Guild crest of the Hammermen (Harry Lumsden: History of the Hammermen of Glasgow, 1912). The guild originally comprised craftsmen associated with metalworking – for example blacksmiths, goldsmiths, armourers, sword-makers, clockmakers, tinsmiths and other similar activity.
Like many other European societies, guilds in Scotland had considerable influence until the late eighteenth / early nineteenth century.[2] In Scotland, the right of the guilds to claim exclusive privilege over trading in burghs was abolished in 1846.
By this time the nature of production was changing considerably, and the traditional apprenticeship structure of training could not keep pace with changes in the labour market. Today Trades House is a charity focusing on both educational initiatives and supporting people in need.
Guilds were vulnerable to changes in how goods were manufactured or produced. Through scaling up the size of operations, businesses produced goods in higher volume more efficiently, and were increasingly developing economies of scale.
They were taking advantage of the productive powers of the division of labour that Adam Smith (Glasgow’s - if not the world’s - most famous economist) had outlined almost a century before.

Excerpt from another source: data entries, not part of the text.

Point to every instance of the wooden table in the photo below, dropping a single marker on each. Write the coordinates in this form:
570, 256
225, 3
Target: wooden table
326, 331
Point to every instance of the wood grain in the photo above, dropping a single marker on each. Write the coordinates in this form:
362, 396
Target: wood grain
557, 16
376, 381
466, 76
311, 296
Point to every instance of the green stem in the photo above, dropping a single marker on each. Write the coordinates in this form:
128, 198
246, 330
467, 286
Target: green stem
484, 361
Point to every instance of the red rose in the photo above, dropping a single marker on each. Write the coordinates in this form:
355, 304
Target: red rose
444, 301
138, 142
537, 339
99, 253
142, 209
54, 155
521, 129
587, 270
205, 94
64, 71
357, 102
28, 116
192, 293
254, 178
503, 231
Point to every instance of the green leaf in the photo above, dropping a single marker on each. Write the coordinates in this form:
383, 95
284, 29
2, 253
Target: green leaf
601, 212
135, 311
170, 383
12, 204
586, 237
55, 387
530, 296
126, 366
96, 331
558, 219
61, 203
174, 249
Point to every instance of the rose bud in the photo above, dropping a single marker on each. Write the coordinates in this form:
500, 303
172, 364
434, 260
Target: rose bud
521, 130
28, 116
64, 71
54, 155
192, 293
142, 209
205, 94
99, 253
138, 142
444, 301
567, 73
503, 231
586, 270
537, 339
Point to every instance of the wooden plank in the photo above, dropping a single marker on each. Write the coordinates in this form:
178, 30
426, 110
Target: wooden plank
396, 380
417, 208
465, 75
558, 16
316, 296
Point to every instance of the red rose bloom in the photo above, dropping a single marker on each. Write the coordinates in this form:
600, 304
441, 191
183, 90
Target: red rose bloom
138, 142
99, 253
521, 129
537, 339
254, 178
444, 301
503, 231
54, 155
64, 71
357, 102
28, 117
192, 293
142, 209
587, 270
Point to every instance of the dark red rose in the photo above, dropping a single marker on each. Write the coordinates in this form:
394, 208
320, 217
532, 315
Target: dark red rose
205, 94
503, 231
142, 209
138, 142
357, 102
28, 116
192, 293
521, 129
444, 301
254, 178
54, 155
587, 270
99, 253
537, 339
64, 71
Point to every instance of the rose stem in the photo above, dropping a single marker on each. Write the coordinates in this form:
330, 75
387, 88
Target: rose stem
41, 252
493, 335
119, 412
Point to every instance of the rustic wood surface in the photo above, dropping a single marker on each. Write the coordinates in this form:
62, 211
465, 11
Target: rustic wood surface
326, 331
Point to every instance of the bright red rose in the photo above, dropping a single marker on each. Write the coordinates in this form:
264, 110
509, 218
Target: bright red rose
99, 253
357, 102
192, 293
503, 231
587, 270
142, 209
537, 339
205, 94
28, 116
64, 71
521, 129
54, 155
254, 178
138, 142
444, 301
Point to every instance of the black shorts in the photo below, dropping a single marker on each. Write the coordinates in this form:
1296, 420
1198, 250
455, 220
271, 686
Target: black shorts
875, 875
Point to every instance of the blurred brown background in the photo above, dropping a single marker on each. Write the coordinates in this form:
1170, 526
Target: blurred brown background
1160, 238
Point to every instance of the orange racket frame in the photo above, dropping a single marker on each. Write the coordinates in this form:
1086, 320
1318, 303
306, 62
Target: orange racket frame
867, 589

The pin factory (engraving: Robert Bénard in Diderot & D’Alembert: Recueil de planches, sur les sciences, les arts libéraux, et les arts méchaniques, Vol. 4,1762, Epinglier pl. III). Described by Adam Smith in The Wealth of Nations (1776) when outlining how the division of labour into specialized tasks could speed up production and increase profits
Scaling up was facilitated by changes in business law. Incorporated companies became easier to set up. They had a legal existence and resources separate and potentially ring-fenced from the personal assets of their founders (limited liability). They could also raise large sums of money from many individuals through shares.
Trade directories show that incorporation was on the rise - there was a trebling in business corporations with a presence in Glasgow between 1861 and 1881. But partnerships that simply pooled individual partners’ assets and required no legal declaration remained the most important large business form until the very end of the 19th century. Many partnerships started out as family businesses and introduced other partners to keep the business going, eventually becoming corporations in the 1890s.
On a scale that would perhaps have been unimaginable even to Adam Smith, The Singer Manufacturing Company’s factory in Glasgow was one of the world’s best examples of scaling up at the start of the twentieth century.

The Singer factory on Clydebank circa1900 (image: Wikimedia Commons)
Employing almost 15,000 people at its peak, it produced over a million sewing machines a year in the decade before World War I. Sewing machines became essential items in millions of households worldwide. Early models were beautiful and substantial pieces of furniture, as well as functional labour-saving devices that sped up the drudgery of hand-sewing clothing and furnishings.
Glasgow 1861 Post Office Directory Singer advertisement (National Library of Scotland)

An American company founded in 1851, I. M. Singer were already advertising their sewing machines in Glasgow Trade directories by 1861. Singer built their first dedicated sewing machine factory in Europe here in the manufacturing district of Bridgeton, east of Glasgow Green at 116 James Street in 1869.
Glasgow was selected as a location for the factory because of a combination of the availability of relatively low cost, highly skilled labour, and also its shipping links to the world. As production grew and Singer became one of the largest manufacturing companies in the world, they expanded to west of the city in the 1880s, opening the new factory at Clydebank to meet global demand for sewing machines. [3]
[1] Ogilvie, Sheilagh. ‘Guilds and the Economy’ Oxford Research Encyclopedia of Economics and Finance. Retrieved 10 Apr. 2024, from https://oxfordre.com/economics/view/10.1093/acrefore/9780190625979.001.0001/acrefore-9780190625979-e-538
[2] Ogilvie, Sheilagh. "The economics of guilds." Journal of Economic Perspectives 28, no. 4 (2014): 169-192.
[3] Se. Godley, Andrew C. “Pioneering Foreign Direct Investment in British Manufacturing.” The Business History Review 73, no. 3 (1999): 394–429.